Like Calm, Headspace also helps with mindfulness. They also provide guided meditations for sleeping and waking up, aiding focus, etc. Headspace provides meditation exercises for kids too. The app offers shorter duration sessions compared to Calm, as low as three minutes. This makes it great for college students with a busy schedule, always on the go. Take some time while getting ready in the morning to try one out. See if it helps. If you’re seriously considering meditation, definitely look into both of these apps for when you start meditating.
4. Motivation—Daily Quotes
Ever possess the feeling of wanting to workout but just can’t find that motivation to push yourself forward? Motivation—Daily Quotes provides you with inspirational words of encouragement to motivate you. This app allows you to choose the topic or situation you want your motivation to tailor towards. In this case, the topic of choosing would fall under health and fitness but you’re able to pick more than one. Sometimes we all just need a little positive affirmation in our lives to help us get stuff done.

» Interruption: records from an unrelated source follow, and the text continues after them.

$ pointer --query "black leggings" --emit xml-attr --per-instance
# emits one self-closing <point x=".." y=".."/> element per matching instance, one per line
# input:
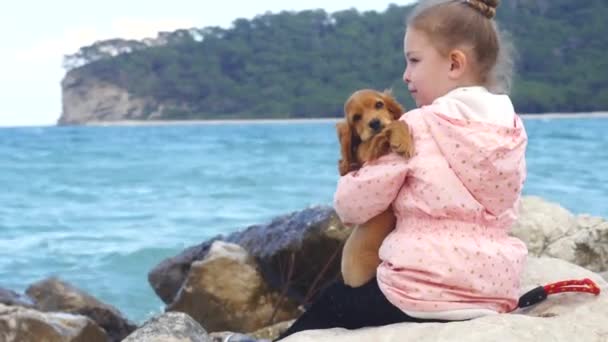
<point x="342" y="306"/>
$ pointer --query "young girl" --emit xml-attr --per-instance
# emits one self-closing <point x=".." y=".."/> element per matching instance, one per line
<point x="450" y="256"/>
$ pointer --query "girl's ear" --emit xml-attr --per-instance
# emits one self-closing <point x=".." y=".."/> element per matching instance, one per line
<point x="458" y="64"/>
<point x="392" y="105"/>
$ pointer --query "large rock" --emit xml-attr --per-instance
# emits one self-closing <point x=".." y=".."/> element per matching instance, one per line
<point x="170" y="327"/>
<point x="55" y="295"/>
<point x="541" y="223"/>
<point x="225" y="291"/>
<point x="550" y="230"/>
<point x="564" y="317"/>
<point x="9" y="297"/>
<point x="301" y="250"/>
<point x="18" y="324"/>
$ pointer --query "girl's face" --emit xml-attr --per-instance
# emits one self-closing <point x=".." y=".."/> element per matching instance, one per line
<point x="427" y="71"/>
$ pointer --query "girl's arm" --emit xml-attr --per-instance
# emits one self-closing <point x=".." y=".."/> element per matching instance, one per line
<point x="363" y="194"/>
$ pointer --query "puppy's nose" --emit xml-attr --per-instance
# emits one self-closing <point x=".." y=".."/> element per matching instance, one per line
<point x="375" y="124"/>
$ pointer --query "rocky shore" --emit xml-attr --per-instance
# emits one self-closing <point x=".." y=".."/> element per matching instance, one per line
<point x="258" y="280"/>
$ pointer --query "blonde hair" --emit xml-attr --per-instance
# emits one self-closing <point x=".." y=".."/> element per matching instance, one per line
<point x="451" y="24"/>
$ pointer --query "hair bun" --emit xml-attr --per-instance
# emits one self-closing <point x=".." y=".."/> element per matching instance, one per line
<point x="485" y="7"/>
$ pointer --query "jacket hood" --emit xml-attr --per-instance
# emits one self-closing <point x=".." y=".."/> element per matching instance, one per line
<point x="488" y="157"/>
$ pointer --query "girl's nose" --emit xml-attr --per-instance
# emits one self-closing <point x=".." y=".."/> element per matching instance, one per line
<point x="406" y="77"/>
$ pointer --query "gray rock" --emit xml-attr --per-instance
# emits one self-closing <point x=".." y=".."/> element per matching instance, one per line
<point x="308" y="242"/>
<point x="542" y="223"/>
<point x="550" y="230"/>
<point x="18" y="324"/>
<point x="225" y="291"/>
<point x="9" y="297"/>
<point x="564" y="317"/>
<point x="170" y="327"/>
<point x="55" y="295"/>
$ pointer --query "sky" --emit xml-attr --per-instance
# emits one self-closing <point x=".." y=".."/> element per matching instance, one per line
<point x="35" y="35"/>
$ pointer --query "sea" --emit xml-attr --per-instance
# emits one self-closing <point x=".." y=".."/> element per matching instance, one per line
<point x="100" y="206"/>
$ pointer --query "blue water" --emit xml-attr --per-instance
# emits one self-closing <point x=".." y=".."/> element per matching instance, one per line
<point x="100" y="206"/>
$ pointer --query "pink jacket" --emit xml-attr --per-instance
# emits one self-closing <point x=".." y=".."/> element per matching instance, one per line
<point x="455" y="202"/>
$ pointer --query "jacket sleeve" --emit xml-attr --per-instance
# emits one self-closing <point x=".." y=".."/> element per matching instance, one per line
<point x="367" y="192"/>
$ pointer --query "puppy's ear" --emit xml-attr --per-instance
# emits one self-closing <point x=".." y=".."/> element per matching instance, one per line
<point x="392" y="105"/>
<point x="345" y="137"/>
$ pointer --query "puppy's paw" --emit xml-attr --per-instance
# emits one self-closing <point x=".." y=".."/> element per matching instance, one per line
<point x="400" y="139"/>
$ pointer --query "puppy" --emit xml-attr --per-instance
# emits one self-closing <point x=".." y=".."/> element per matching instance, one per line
<point x="371" y="129"/>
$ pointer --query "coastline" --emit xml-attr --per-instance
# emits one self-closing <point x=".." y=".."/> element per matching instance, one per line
<point x="311" y="120"/>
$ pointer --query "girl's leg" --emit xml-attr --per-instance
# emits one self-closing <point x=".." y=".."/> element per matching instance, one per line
<point x="343" y="306"/>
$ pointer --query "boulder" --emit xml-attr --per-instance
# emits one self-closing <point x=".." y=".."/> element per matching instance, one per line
<point x="56" y="295"/>
<point x="550" y="230"/>
<point x="9" y="297"/>
<point x="300" y="251"/>
<point x="19" y="324"/>
<point x="225" y="291"/>
<point x="170" y="327"/>
<point x="562" y="317"/>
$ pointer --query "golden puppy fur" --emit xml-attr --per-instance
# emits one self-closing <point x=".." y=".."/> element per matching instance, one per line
<point x="371" y="129"/>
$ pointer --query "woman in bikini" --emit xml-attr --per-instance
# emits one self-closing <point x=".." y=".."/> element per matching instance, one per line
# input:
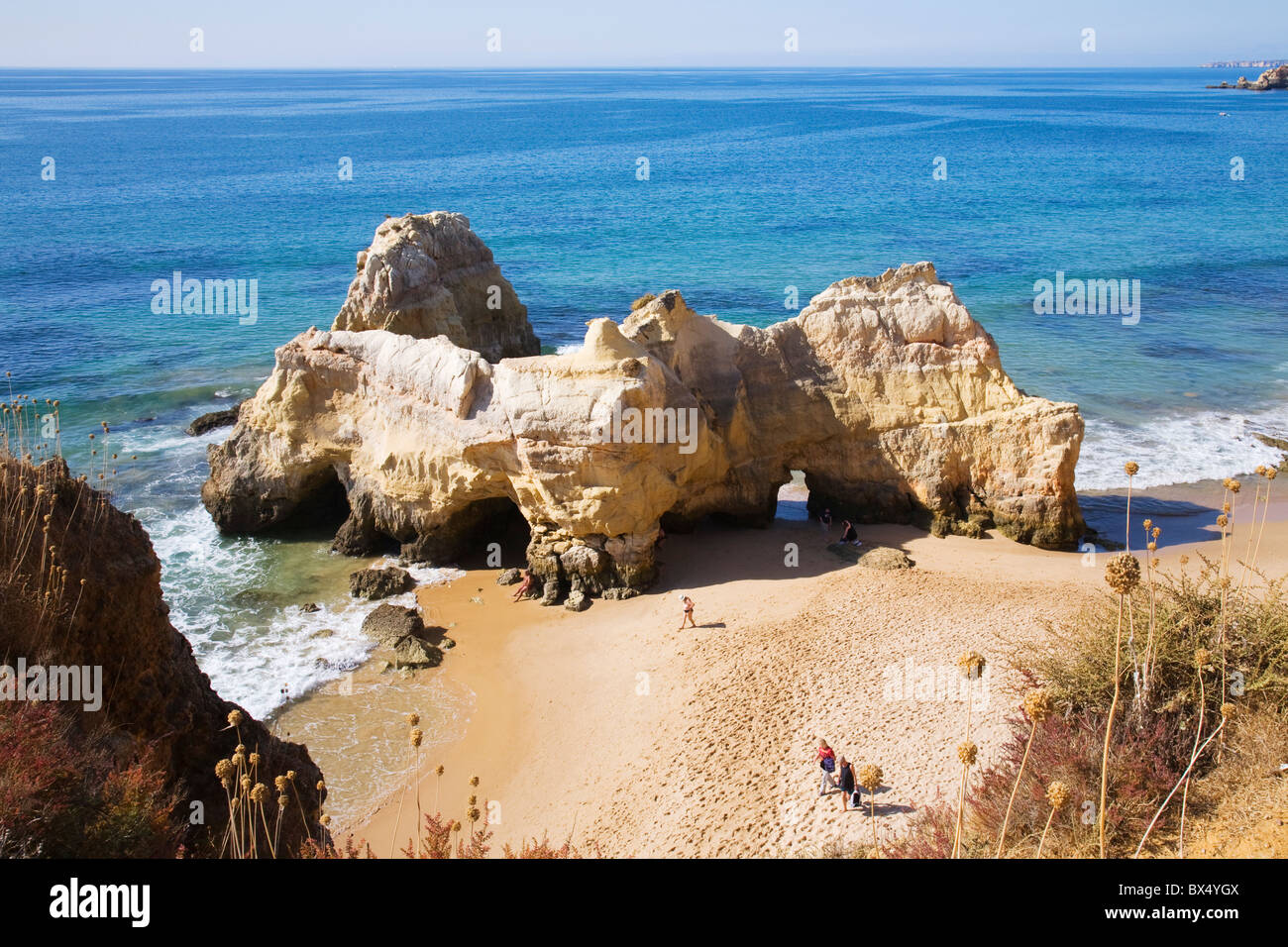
<point x="688" y="612"/>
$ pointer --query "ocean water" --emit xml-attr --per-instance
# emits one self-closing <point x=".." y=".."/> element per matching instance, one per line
<point x="758" y="182"/>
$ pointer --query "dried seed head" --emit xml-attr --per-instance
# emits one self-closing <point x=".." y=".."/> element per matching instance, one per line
<point x="1038" y="705"/>
<point x="1122" y="574"/>
<point x="971" y="664"/>
<point x="870" y="777"/>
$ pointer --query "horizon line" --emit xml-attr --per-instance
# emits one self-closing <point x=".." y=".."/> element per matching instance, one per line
<point x="601" y="68"/>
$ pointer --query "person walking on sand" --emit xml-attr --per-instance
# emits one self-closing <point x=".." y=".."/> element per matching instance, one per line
<point x="849" y="534"/>
<point x="688" y="612"/>
<point x="827" y="763"/>
<point x="846" y="783"/>
<point x="524" y="586"/>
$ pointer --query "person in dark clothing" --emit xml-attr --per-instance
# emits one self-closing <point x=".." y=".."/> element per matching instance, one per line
<point x="846" y="781"/>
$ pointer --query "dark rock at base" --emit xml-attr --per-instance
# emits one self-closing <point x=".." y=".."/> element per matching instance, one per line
<point x="550" y="592"/>
<point x="885" y="558"/>
<point x="872" y="557"/>
<point x="214" y="419"/>
<point x="380" y="582"/>
<point x="400" y="628"/>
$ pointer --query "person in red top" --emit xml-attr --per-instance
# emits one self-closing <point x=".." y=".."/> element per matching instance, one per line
<point x="827" y="763"/>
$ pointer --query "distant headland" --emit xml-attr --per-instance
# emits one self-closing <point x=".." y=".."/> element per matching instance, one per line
<point x="1270" y="78"/>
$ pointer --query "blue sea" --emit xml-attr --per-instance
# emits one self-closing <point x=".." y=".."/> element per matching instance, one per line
<point x="758" y="182"/>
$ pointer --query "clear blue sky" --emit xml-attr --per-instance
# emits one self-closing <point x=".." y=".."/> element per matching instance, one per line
<point x="432" y="34"/>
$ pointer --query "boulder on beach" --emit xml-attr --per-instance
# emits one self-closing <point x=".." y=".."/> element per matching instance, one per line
<point x="402" y="630"/>
<point x="884" y="390"/>
<point x="380" y="582"/>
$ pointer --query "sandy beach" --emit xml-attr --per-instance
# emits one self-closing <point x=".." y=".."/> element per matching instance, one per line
<point x="630" y="737"/>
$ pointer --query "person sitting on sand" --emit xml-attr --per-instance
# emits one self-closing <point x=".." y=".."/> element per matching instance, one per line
<point x="688" y="612"/>
<point x="524" y="586"/>
<point x="849" y="534"/>
<point x="827" y="763"/>
<point x="846" y="784"/>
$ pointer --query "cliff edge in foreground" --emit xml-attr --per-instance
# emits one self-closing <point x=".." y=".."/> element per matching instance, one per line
<point x="82" y="590"/>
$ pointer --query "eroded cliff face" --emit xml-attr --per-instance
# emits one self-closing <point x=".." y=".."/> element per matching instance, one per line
<point x="884" y="390"/>
<point x="430" y="274"/>
<point x="106" y="611"/>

This app focuses on the healthy food side of being fit. Eating right goes hand-in-hand with exercising, affecting your ability to work at your best. MyFitnessPal serves as a calorie counter and diet tracker that comes with its very own meal scan. Being it breaks everything down for you, this app allows you to keep a log to keep track of exactly what you eat on a daily basis.
Diet plays a huge part in your physical and mental health. Eating healthier helps with losing or maintaining your weight but it also boosts your energy levels. With your mental health, you may see improvement in your mood and even in your memory. Being college students there’s the stereotype that we eat generally unhealthy foods. That’s not entirely false, so MyFitnessPal turns the tables to help us maintain a diet. When you eat healthier alternatives, you just feel better. For instance, you might feel more productive, which means you might not procrastinate when it’s time to get your homework done or write that next paper. So next time you’re looking to grab a bite in between classes, substitute that BigMac or instant ramen for some fruits, veggies and healthy protein.
6. Zin Play
Lastly, Zin play, an app developed by Zumba. If you’re a Zumba fanatic, you need to check out this app. It allows you to customize your own personal Zumba playlist. I know you’re probably thinking “why would I need Zin Play if I already downloaded Spotify?” It’s because the thing that separates Zin Play from a lot of its competitors is not only the fact that it’s specifically geared towards Zumba but also the apps’ ability to customize the songs by trimming / editing the songs along with adding your own sound effects. Learning that music plays such a huge role in the Zumba experience, I find the idea of the app allowing you to create your entire soundtrack down to the specifics of song timing and sound effects allows for full control of your Zumba workout.